I was wondering if someone could give me some resources on elliptic curve cryptography. Specifically I need to know how to do something like:
$y^2=x^3-x+1$ compute $(0,1)⊕(1,1)$ or
$y^2=x^3+x^2-x$ compute $2*(-1,1)$
I can't seem to find anything that explains how to do things like this online
$y^2=x^3-x+1$ compute
$(0,1)⊕(1,1) =(-1,-1)$
$(-1,-1)⊕(1,1) =(1,-3)$
$(1,-1)⊕(3,5) =(5,-11)$
$2*(3,5)=(-6,-5)$
On
You don't need a text on cryptography, these are elementary facts that you find on every elliptic curves text. For example, check J.Silverman's "The arithmetic of elliptic curves" or Washington's "Elliptic curves: number theory and cryptography".
On
See Harald Hanche-Olsen for most of the solution.
When the two points are the same, there are lots of lines through them. You need the line that is tangent to the curve at that point.
Differentiate the equation to find the slope of the tangent
$$ 2y\frac{dy}{dx}=3x^2+2x-1$$
and, oddly enough, the slope of the line $dy/dx$ is zero again, and the line is $y=1$ again.

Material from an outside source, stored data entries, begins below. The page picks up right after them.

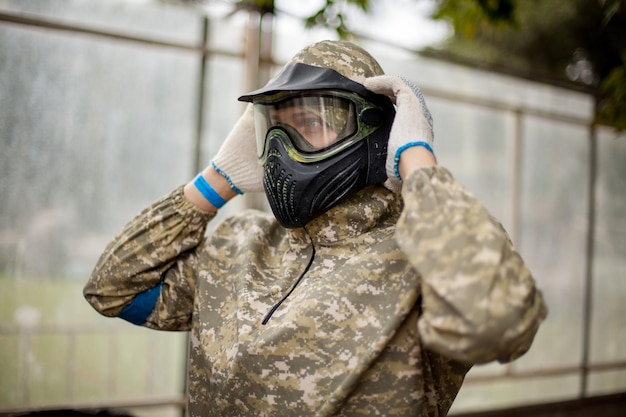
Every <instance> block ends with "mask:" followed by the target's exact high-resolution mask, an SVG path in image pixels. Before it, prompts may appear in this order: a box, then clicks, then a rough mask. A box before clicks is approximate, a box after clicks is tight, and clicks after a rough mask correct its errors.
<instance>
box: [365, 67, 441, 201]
mask: <svg viewBox="0 0 626 417" xmlns="http://www.w3.org/2000/svg"><path fill="white" fill-rule="evenodd" d="M363 85H364V86H365V88H367V89H368V90H370V91H372V92H374V93H377V94H383V95H386V96H387V97H389V98H390V99H391V101H392V102H393V103H394V104H395V105H396V116H395V119H394V121H393V125H392V126H391V132H390V134H389V144H388V145H387V161H386V164H385V169H386V171H387V181H385V184H384V185H385V187H387V188H388V189H390V190H391V191H393V192H396V193H397V192H399V191H400V189H401V188H402V178H401V177H400V172H399V171H398V162H399V161H400V154H401V153H402V151H404V150H405V149H407V148H410V147H412V146H423V147H425V148H426V149H428V150H429V151H430V152H433V147H432V146H433V142H434V135H433V118H432V116H431V115H430V111H428V107H426V101H425V100H424V96H423V95H422V92H421V91H420V89H419V88H418V87H417V86H416V85H415V84H413V83H411V82H410V81H408V80H406V79H404V78H400V77H396V76H391V75H379V76H376V77H371V78H367V79H366V80H365V81H364V82H363ZM433 153H434V152H433Z"/></svg>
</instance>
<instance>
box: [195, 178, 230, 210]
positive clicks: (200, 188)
mask: <svg viewBox="0 0 626 417" xmlns="http://www.w3.org/2000/svg"><path fill="white" fill-rule="evenodd" d="M193 185H195V187H196V188H197V189H198V191H200V194H202V196H203V197H204V198H205V199H206V200H207V201H208V202H209V203H211V204H212V205H213V207H215V208H218V209H219V208H222V206H223V205H224V204H226V200H224V199H223V198H222V196H221V195H219V194H218V193H217V191H215V190H214V189H213V187H211V184H209V183H208V182H207V180H205V179H204V176H203V175H202V173H200V174H198V175H196V178H194V180H193Z"/></svg>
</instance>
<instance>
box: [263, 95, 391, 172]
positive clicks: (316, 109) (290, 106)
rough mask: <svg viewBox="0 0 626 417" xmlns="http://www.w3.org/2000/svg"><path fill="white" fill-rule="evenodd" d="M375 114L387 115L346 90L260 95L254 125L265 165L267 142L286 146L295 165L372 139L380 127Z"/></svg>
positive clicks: (371, 105) (355, 95)
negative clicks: (295, 161) (254, 123)
mask: <svg viewBox="0 0 626 417" xmlns="http://www.w3.org/2000/svg"><path fill="white" fill-rule="evenodd" d="M374 113H375V114H382V109H381V108H380V107H379V106H377V105H376V104H374V103H371V102H370V101H368V100H366V99H364V98H363V97H361V96H360V95H358V94H356V93H351V92H347V91H336V90H313V91H298V92H293V91H291V92H290V91H281V92H278V93H275V94H272V95H267V96H257V97H255V99H254V120H255V130H256V139H257V151H258V156H259V160H260V163H261V164H264V163H265V159H266V158H267V151H268V149H267V148H268V147H267V142H268V141H269V140H270V138H272V137H274V138H278V139H279V140H281V141H282V143H283V146H284V147H285V149H286V150H287V152H288V153H289V155H290V156H291V158H292V159H294V160H295V161H298V162H304V163H311V162H318V161H321V160H324V159H327V158H329V157H331V156H333V155H335V154H337V153H339V152H341V151H342V150H344V149H346V148H348V147H350V146H352V145H353V144H354V143H356V142H358V141H360V140H362V139H364V138H366V137H367V136H369V135H370V134H372V132H374V131H375V130H376V129H377V128H378V127H379V123H372V120H371V119H372V117H371V115H372V114H374ZM366 121H367V123H366ZM272 132H275V133H277V134H272Z"/></svg>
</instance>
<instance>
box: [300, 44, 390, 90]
mask: <svg viewBox="0 0 626 417" xmlns="http://www.w3.org/2000/svg"><path fill="white" fill-rule="evenodd" d="M289 63H291V64H294V63H301V64H307V65H313V66H315V67H321V68H332V69H334V70H335V71H337V72H338V73H340V74H341V75H343V76H344V77H346V78H349V79H351V80H352V81H356V82H362V81H363V80H365V79H366V78H369V77H374V76H376V75H383V74H384V71H383V69H382V67H381V66H380V64H379V63H378V61H376V59H375V58H374V57H373V56H372V55H370V54H369V52H367V51H366V50H364V49H363V48H361V47H360V46H358V45H355V44H354V43H352V42H347V41H321V42H317V43H314V44H311V45H309V46H307V47H305V48H303V49H302V50H301V51H300V52H298V53H297V54H296V55H294V57H293V58H291V60H289Z"/></svg>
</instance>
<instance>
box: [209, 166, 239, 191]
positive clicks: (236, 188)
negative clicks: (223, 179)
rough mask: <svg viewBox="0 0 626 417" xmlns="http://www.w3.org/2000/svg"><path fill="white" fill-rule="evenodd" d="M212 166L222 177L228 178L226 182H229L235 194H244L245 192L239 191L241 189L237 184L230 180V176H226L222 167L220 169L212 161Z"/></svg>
mask: <svg viewBox="0 0 626 417" xmlns="http://www.w3.org/2000/svg"><path fill="white" fill-rule="evenodd" d="M211 166H212V167H213V169H215V170H216V171H217V172H218V173H219V174H220V175H222V176H223V177H224V178H226V181H228V184H229V185H230V188H232V190H233V191H234V192H236V193H237V194H239V195H242V194H243V191H241V190H240V189H239V187H237V186H236V185H235V183H234V182H233V180H231V179H230V177H229V176H228V174H226V173H225V172H224V171H222V169H221V168H220V167H218V166H217V165H215V162H213V161H211Z"/></svg>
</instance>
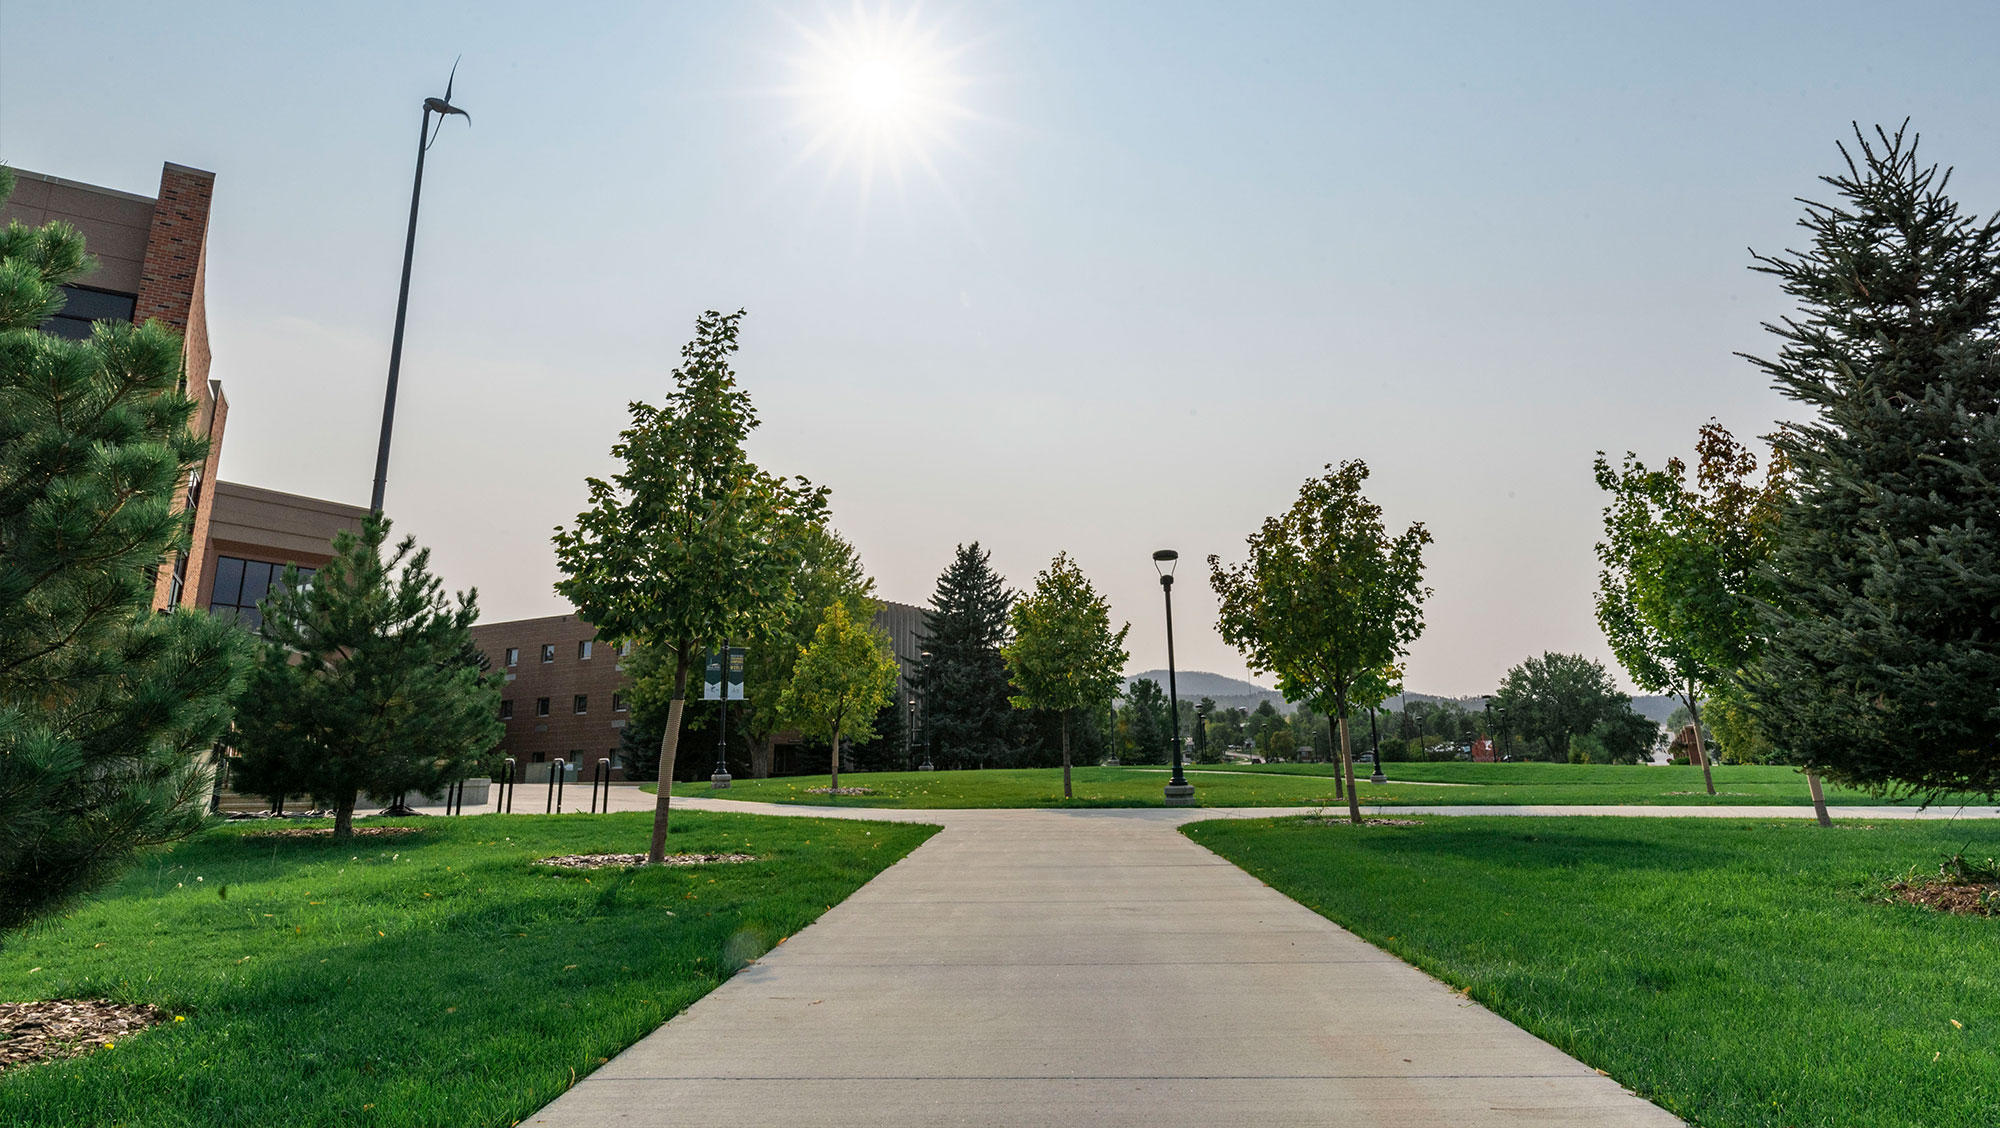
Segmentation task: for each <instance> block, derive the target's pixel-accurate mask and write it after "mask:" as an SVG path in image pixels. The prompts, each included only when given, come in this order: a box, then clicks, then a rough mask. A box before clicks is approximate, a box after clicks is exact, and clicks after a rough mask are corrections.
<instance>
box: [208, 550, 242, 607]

$x^3+x^2-x-1=(x+1)^2(x-1)$ so the third point is $(1,1)$. Flip the $y$-coordinate and $2(-1,1)=(1,-1)$
On
There are formulae for these operations: http://en.m.wikipedia.org/wiki/Elliptic_curve_point_multiplication. Simply fill in the formulae to get the answers.
On
To add together two points on an elliptic curve we calculate the line between the two points, $P$, and $Q$, and find the point, $-R$, where this line crosses the curve for a third time. We reflect this point in the $x$ axis to obtain the point $R=P\oplus Q$
Point Addition
When we have two distinct points, $P$ and $Q$, we can add them together to obtain a point $R=P\oplus Q$
We can calculate $R=\left(x_{R},y_{R}\right)$ as follows:
Given $P=\left(x_{P},y_{P}\right)$ and $Q=\left(x_{Q},y_{Q}\right) $, first calculate $$s=\frac{y_{P}-y_{Q}}{x_{P}-x_{Q}}$$
Then we can say that $$x_{R} =s^{2}-\left(x_{P}+x_{Q}\right)$$ $$y_{R} =s\left(x_{P}-x_{R}\right)-y_{P}$$
Point Doubling
To double a point $P$ we calculate the tangent at that point and calculate $R=P\oplus P$
We can calculate $R=\left(x_{R},y_{R}\right)$ as follows:
Given $P=\left(x_{P},y_{P}\right)$ and $Q=\left(x_{Q},y_{Q}\right) $, first calculate $$s=\frac{3x_{P}^{2}+a}{2y_{P}}$$
where $y^{2}=x^{3}+ax+b$ is the equation of the curve
Then we can say that $$x_{R} =s^{2}-2x_{P}$$ $$y_{R} =s\left(x_{P}-x_{R}\right)-y_{P}$$
If there is no such point $R$ then we take $P+P=-P$ i.e. we take the point opposite $P$ to be equal to $2P $
Vertical Points
When adding vertical points, we will obtain a value of $\mathcal{O}$, the point at $\infty$
$P+Q=\mathcal{O}$ if $x_{P}=x_{Q} $
$P+P=\mathcal{O}$ if $y_{P}=0 $
Scalar Multiplication of Points
We can calculate $k*P$ for an integer $k$ and a point on the curve $P=\left(x_{P},y_{P}\right)$ by computing $\underset{k\text{ times}}{\underbrace{P+P+\cdots+P}} $
For the first one, find the equation of the line through the two given points: It is $y=1$. Find the three intersection between this line and the curve. Substituting in $y=1$ in the curve equation and simplifying gives $x^3-x=0$, with the three solutions $x=0$, $x=1$, and $x=-1$. (If the equation had been any harder, you could have simplified it by dividing by $x(x-1)$, since you already know that $x=0$ and $x=1$ are solutions.) The new solution is $x=-1$, so the third point on the curve and the line is $(-1,1)$. Now flip the $y$ coordinate to get the answer $(-1,-1)$.
See? It's easy, you don't need any textbook for this. For the second one, note that you're asked to produce the sum of $(-1,1)$ with itself.
What you do need textbooks for, is to understand the theory of elliptic curves. See the answer by Ferra for some possible ones. There will be many more.